Артемий Васильевич не мог найти вразумительных ответов на эти беспокойные вопросы, а в ночи эти вопросы чертями прыгали в глазах, наваливались на горло, вырастая в необоримую гору. Утром, еще до колокольного звона, он вдруг услышал, как где-то на Пушкарихе стучит кузнец, услышал и обрадовался этому живому звуку. Вскоре спасительный свет пополз по стенам крестовой комнаты, осветил серебро и золото иконных риз; большой сундук, кованный медью, знакомо высунулся углом из горницы, а там, в глубине ее, в крепнущем с каждой минутой свете вырисовался четко и спасительно посудный поставец. Наконец-то утро!
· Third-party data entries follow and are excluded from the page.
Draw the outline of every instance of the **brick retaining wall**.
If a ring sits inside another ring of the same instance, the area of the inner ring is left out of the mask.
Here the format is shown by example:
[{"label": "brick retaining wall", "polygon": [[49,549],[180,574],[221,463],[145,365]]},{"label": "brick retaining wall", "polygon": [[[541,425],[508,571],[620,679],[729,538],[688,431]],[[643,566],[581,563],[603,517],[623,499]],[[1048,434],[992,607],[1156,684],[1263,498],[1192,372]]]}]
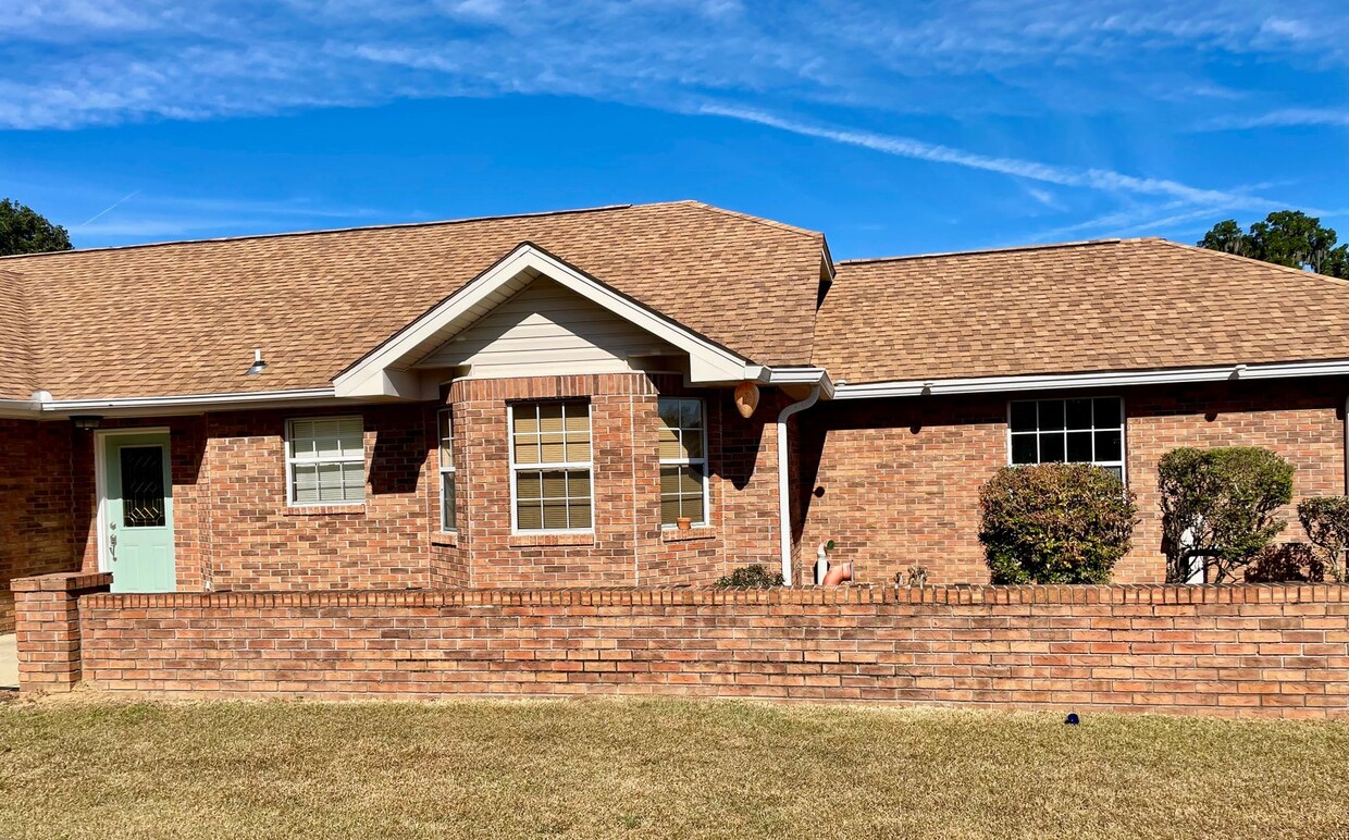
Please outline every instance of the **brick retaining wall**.
[{"label": "brick retaining wall", "polygon": [[1349,587],[96,593],[77,623],[107,690],[1349,716]]}]

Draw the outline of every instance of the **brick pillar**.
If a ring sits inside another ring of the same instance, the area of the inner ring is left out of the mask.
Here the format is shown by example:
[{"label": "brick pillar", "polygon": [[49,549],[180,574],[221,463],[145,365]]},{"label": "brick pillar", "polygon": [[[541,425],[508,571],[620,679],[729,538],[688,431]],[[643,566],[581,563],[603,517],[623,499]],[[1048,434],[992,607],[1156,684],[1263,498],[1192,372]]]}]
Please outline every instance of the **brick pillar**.
[{"label": "brick pillar", "polygon": [[107,592],[111,584],[111,574],[85,572],[11,582],[20,692],[69,692],[80,682],[80,596]]}]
А потом воевода больше часу ходил по горнице из угла в угол, в душе радуясь тому, что накануне не напился с гостями и не наговорил лишнего. Это его ободрило, и, как всегда в таких случаях, он вспомнил новый, 1614 год, когда молодой царь в великом смятении собрал духовенство, бояр, думных и даже посадских людей. Было над чем подумать! В поморские и замоскворецкие города и уезды пришли воры, собранная денежная казна на Москву привезена не была.
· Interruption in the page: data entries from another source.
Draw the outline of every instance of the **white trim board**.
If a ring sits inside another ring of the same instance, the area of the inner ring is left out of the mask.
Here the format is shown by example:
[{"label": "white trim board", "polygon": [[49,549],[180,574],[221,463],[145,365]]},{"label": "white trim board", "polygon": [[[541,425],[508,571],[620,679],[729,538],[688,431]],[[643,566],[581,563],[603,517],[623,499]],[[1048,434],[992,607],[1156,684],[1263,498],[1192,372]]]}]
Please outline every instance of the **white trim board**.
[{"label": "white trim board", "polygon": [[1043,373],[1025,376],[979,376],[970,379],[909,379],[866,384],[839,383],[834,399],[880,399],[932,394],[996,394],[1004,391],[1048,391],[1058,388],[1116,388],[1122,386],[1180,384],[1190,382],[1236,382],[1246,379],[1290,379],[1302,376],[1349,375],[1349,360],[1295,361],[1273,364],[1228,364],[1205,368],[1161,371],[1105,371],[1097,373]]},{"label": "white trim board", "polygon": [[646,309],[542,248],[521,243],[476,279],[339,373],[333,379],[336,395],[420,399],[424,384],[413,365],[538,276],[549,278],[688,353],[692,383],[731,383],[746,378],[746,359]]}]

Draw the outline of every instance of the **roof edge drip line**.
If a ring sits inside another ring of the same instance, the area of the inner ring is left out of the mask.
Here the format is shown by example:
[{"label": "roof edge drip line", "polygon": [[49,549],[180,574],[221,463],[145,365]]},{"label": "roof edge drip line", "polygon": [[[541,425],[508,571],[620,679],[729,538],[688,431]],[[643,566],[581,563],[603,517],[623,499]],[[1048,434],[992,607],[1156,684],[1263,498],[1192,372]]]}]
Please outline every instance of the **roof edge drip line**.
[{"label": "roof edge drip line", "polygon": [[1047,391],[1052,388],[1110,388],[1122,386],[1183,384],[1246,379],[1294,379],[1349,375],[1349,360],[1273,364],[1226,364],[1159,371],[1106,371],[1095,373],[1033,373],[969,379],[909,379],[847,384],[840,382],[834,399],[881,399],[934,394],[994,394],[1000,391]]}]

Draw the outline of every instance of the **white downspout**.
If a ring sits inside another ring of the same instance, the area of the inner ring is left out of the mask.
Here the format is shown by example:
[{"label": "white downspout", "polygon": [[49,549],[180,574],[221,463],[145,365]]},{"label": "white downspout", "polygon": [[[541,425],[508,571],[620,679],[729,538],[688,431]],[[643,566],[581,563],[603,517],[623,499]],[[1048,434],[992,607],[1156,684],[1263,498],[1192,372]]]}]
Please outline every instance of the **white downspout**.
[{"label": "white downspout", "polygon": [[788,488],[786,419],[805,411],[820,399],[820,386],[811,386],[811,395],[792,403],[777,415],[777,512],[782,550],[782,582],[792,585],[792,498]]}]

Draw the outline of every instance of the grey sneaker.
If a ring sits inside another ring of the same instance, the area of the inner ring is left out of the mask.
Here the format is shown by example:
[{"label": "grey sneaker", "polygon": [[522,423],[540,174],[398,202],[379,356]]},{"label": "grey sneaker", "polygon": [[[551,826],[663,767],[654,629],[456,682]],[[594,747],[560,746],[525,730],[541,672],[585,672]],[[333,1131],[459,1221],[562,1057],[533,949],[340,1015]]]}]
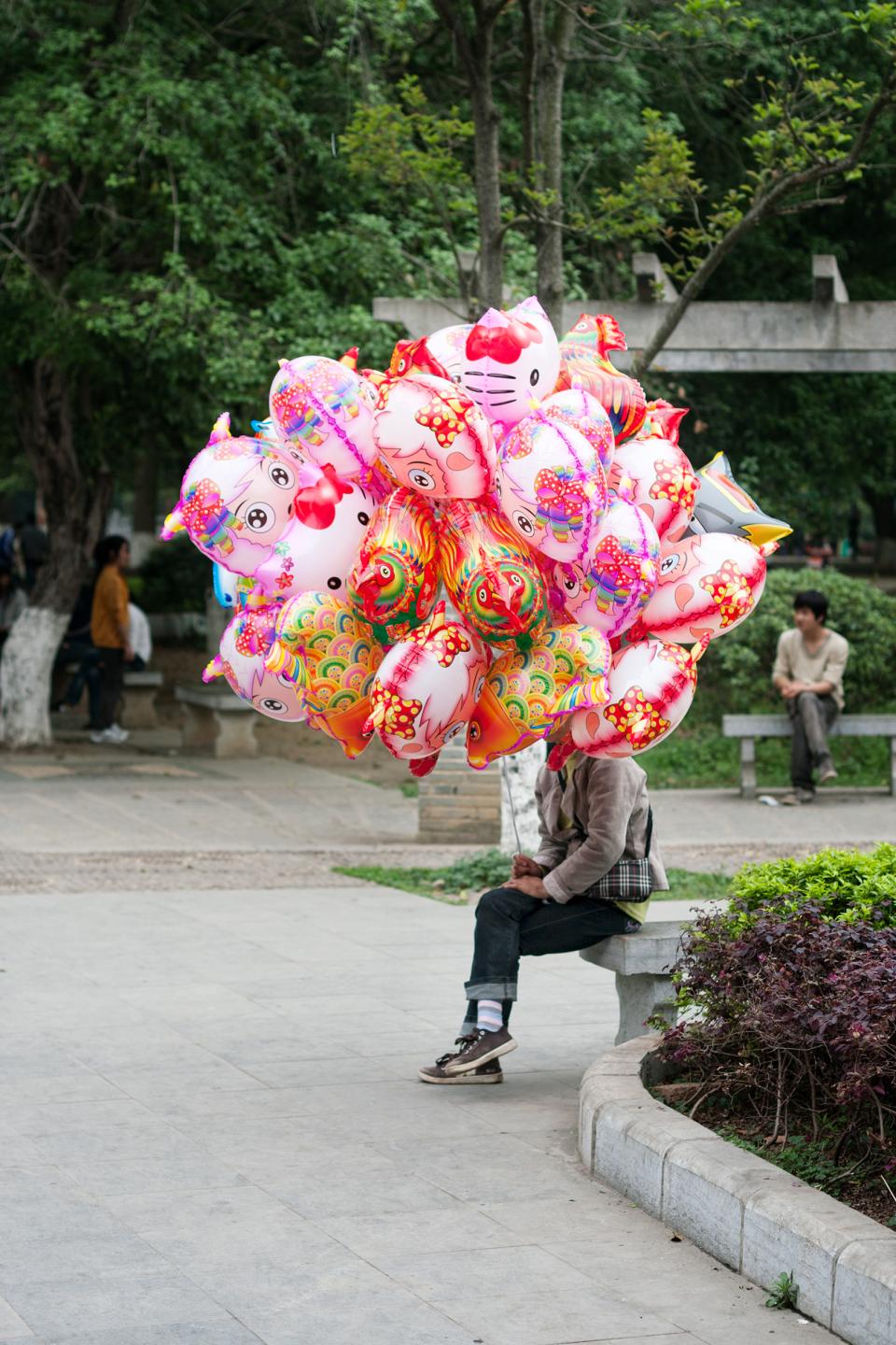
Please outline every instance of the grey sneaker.
[{"label": "grey sneaker", "polygon": [[[455,1046],[465,1046],[470,1037],[458,1037],[454,1042]],[[501,1072],[501,1064],[498,1060],[488,1060],[484,1065],[473,1069],[467,1075],[449,1075],[445,1072],[445,1067],[451,1060],[457,1060],[459,1052],[447,1050],[443,1056],[435,1061],[434,1065],[420,1065],[418,1069],[418,1076],[424,1084],[502,1084],[504,1075]]]},{"label": "grey sneaker", "polygon": [[497,1032],[485,1032],[484,1028],[477,1028],[476,1036],[467,1037],[457,1056],[446,1063],[445,1073],[466,1075],[472,1069],[477,1069],[478,1065],[488,1064],[489,1060],[506,1056],[509,1050],[516,1050],[516,1041],[506,1028],[498,1028]]}]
Собор приговорил: «Послать к ворам властей, бояр и всяких чинов людей и говорить ворам, чтобы они от воровства отстали». Все это сказано было в Ярославле. Только не отстали воры от воровства своего, а еще пуще прежнего стали государю изменять: церкви Божии разорять, образа обдирать, православных христиан грабить, жечь да побивать. А потом пришли к Москве и стали лагерем на Троицкой дороге в селе Ростокине. Оттуда они посылали царю грамоты и посыльных, требовали денег, корма, а не то грозили прийти ратным обычаем и Москву спалить. Вот тогда-то и послан был на них воевода Лыков да он, Артемий Васильевич Измайлов. Не шутки шутить пошел. И как только они пришли к Симонову монастырю и стали против казацких таборов, то воры бросились бежать. Помнят ли это там, на Москве? Помнят ли, как он, походный воевода Измайлов, кинулся за ворами по Серпуховской дороге и несколько раз побивал их, а главную толпу настиг и побил уже в Малоярославском уезде, на реке Луже. На Москву привели 3256 воров…
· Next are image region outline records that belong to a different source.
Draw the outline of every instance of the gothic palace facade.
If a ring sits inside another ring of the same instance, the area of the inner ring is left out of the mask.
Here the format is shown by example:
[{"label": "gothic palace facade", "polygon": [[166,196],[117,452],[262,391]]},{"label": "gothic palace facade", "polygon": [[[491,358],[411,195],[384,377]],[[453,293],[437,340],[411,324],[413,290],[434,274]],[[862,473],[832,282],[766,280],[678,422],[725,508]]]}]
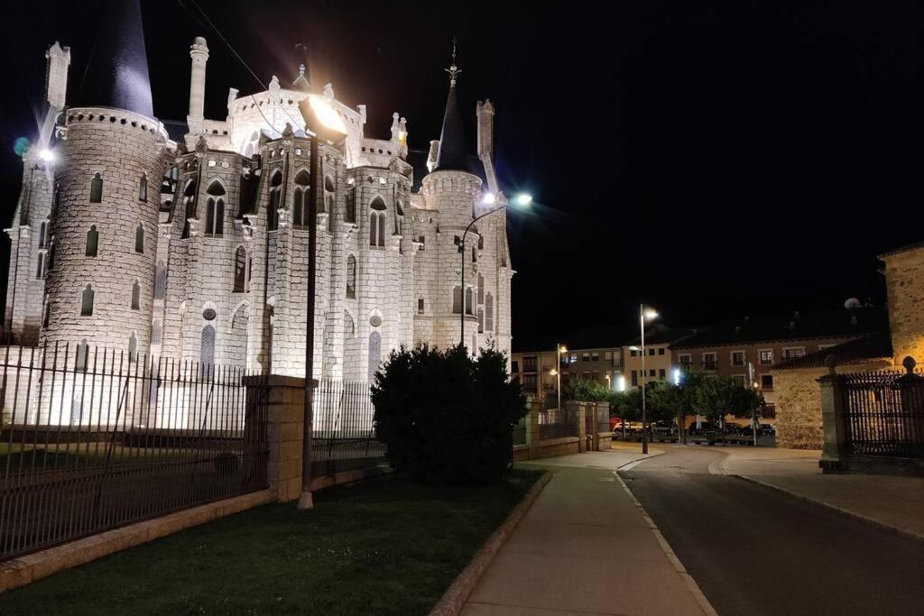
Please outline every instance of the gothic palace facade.
[{"label": "gothic palace facade", "polygon": [[[69,49],[55,42],[46,53],[47,114],[6,229],[4,325],[15,344],[67,343],[78,363],[88,347],[105,347],[302,376],[317,182],[315,377],[369,380],[391,349],[458,344],[460,320],[469,350],[493,344],[509,354],[504,211],[479,221],[464,257],[459,249],[474,217],[505,203],[492,162],[494,112],[490,102],[473,110],[469,156],[455,65],[441,139],[417,165],[404,118],[394,115],[389,139],[367,137],[365,105],[340,103],[331,84],[313,88],[303,67],[285,86],[274,77],[264,91],[231,88],[226,116],[205,118],[202,38],[189,50],[187,122],[161,122],[138,5],[115,6],[119,33],[98,45],[84,79],[96,76],[100,88],[67,101]],[[346,134],[319,139],[317,177],[298,106],[308,97]]]}]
Вовремя подошла та победа, а то не сносить бы головы Артемию Васильевичу. А все почему? Потому что годом раньше, когда шла война с литовскими людьми в Северной земле, не поладили меж собой сильные: Хованский, Гагарин да Хворостинин. А задело его, Измайлова. Навел кто-то на него опалу — оговорил Артемия Васильевича, будто ссылался он с литовскими людьми. Слухи шли, что государь требовал об Измайлове сыскать крепкими сысками, да все, видно, было недосуг. Завистникам казалось, что это легко. Не-ет, нелегко. Большие счеты пошли на посольском съезде: поляки требовали немалые деньги за замирение, а Москва предъявляла счет за убытки от Смутного времени. Какие это убытки, об этом немногие знают, а он, Измайлов, сам читал их перед послами. Не ударили тогда лицом в грязь, не опростоволосились. Потому через год Артемий Васильевич снова был на великом деле — присутствовал третьим уполномоченным при обмене пленными и возвращении из плена самого государева отца, Федора Никитича, нынешнего патриарха Филарета. Такое не должны забыть на Москве. Нет, не должны!

От этих воспоминаний сошла немного короста с души, да и утро разгулялось ясное. Артемий Васильевич вышел во двор, сделал неполный обход хозяйства, поколотил, как водится, кое-кого, но без большой охоты. Навел порядок. Вскоре пришел иноземец с английского корабля. От угощения отказался. После англичанина опять напала хандра, потянуло на еду.

— Эй! Квасу и баранины! — крикнул он.

Из подклети вверх по внутренней лестнице чертенком кинулся сын кухарки с братиной кваса. За ним, с блюдом баранины, пошел Евграф Ноздря, приближенный человек воеводы, доводивший великоустюжскому самодержцу все новости, тайны и сплетни. Таких любят держать около себя все сильные, к ним привыкают, как к животным, как к вещам, и уже не могут без них обойтись. Евграф Ноздря возвысился до ключника, метил в постельничие, коих многие бояре, по цареву обычаю, потихоньку заводили. Ноздря уже осмеливался порой давать воеводе советы, он имел право вмешиваться во все дела по двору, в вотчинных и поместных деревнях воеводы. Он нередко бивал дворню за леность или так, службы ради. Но особенно был беспощаден со скорняком-кожемякой, здоровенным, как буйвол, но смирным детиной, когда обнаруживал моль в собольей кладовой.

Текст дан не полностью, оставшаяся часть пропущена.